Celery 4.2.1 didn't work for me on Windows. It caused DICOM node queries to run multiple times. I've reverted back to 4.0.0 and the problem has gone away. I think it is this bug: https://github.com/celery/celery/issues/3430.
I think we should pin celery to version 4.0.0 otherwise users will run into this problem.
Rolling back to celery version 4.0.0 wasn't as easy as I thought either. After downgrading to celery 4.0.0 I received an error when trying to run celery:
ImportError: No module called async.timer
The above error was because the installed kombu package version (4.2.1) didn't match that of celery (4.0.0). I had to manually revert kombu to a point release that matched celery (kombu 4.0.2). Everything then worked again.
This doesn't work for me. I'm running 0.9.0b5 on my live system. Clicking the "Abort" button on an export has no effect - it continues. Clicking on "Terminate task" in the celery active task has no effect.
I'm running Celery with the following command:
celery worker -n default -P solo -Ofair -A openremproject -c 1 -Q default --pidfile=%celeryPidFile% --logfile=%celeryLogFile%
I assume that the updated code is included in 0.9.05b5?
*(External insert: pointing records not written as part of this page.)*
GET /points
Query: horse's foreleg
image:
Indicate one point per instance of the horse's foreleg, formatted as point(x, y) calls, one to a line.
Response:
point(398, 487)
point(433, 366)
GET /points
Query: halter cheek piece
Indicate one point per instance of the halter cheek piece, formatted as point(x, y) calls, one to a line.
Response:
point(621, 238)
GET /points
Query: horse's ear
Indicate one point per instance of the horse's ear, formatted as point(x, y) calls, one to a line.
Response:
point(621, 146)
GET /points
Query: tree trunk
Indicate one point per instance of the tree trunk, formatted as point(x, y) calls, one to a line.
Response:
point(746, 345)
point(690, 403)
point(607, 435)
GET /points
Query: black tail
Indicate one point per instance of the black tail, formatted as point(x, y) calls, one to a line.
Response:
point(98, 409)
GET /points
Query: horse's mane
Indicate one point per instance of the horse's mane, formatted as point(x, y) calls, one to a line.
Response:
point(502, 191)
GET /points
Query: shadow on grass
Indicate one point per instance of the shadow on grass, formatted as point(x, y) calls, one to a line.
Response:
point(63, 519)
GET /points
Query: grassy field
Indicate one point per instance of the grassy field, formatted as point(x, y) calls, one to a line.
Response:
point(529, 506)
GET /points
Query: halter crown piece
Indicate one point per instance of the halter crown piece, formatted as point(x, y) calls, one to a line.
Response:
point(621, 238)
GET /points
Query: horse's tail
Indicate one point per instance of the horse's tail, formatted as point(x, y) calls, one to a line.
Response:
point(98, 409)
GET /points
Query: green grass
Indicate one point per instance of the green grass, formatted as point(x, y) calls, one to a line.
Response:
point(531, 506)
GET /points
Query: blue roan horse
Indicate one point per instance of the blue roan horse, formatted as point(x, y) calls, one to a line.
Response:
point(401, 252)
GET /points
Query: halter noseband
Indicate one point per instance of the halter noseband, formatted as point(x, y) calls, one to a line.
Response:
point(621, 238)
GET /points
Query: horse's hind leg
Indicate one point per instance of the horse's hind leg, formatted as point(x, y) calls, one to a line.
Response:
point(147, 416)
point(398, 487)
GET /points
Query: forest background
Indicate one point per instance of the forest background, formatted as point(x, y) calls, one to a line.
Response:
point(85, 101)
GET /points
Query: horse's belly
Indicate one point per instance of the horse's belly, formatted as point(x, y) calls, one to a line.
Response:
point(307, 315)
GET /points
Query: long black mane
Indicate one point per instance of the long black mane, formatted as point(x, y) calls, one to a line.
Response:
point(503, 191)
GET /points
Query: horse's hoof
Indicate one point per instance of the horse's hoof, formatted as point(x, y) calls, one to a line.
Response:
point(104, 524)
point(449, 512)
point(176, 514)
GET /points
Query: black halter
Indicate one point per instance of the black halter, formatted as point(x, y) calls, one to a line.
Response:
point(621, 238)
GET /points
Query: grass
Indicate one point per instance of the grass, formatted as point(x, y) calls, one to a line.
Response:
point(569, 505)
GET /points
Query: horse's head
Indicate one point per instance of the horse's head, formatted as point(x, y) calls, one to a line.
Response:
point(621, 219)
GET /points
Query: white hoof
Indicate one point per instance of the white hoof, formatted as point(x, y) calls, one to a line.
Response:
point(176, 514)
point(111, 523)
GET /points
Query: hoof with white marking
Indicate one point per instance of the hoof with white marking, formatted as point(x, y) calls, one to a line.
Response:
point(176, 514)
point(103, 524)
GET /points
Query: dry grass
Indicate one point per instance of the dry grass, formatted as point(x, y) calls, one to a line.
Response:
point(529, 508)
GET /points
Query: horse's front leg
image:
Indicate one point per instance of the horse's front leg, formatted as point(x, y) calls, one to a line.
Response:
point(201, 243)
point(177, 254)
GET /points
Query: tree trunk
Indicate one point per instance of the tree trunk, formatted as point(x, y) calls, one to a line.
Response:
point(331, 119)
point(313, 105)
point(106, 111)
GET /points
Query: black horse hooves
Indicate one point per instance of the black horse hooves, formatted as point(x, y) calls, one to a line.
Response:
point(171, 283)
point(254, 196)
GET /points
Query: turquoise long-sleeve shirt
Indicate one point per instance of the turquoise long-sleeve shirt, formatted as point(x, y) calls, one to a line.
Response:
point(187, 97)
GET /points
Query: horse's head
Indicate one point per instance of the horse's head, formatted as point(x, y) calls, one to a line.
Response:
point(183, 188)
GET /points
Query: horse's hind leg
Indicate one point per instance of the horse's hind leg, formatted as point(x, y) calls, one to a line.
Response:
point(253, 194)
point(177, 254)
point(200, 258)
I've tested the ability to terminate export jobs with each of the available execution pools. Termination only works when using the default -P prefork; termination does not work for -P solo, -P gevent or -P eventlet.
RabbitMQ interface shows nothing for processing tasks (in default queue)
RabbitMQ shows number of tasks waiting to be passed to Celery as 'tasks being processed'
RabbitMQ has no new UID style queues
Flower interface shows tasks, terminate fine
Exports interface shows tasks, terminate fine
On keeping a results record
We don't currently make use of the results we are hanging on to
We never get() or forget() the results, so they build up unnecessarily
On using acks_late
This means the acknowledgement is not sent to RabbitMQ until the task is complete.
If the result never comes, in some circumstances it is resent, starting the task again.
If the task takes too long, in some circumstances it is resent (some Celery versions only?)
If we can't think of a reason to keep the results backend, I propose we stop using it, then combine the status table and number of tasks waiting to be started from the current RabbitMQ page with the Flower page of current and completed tasks.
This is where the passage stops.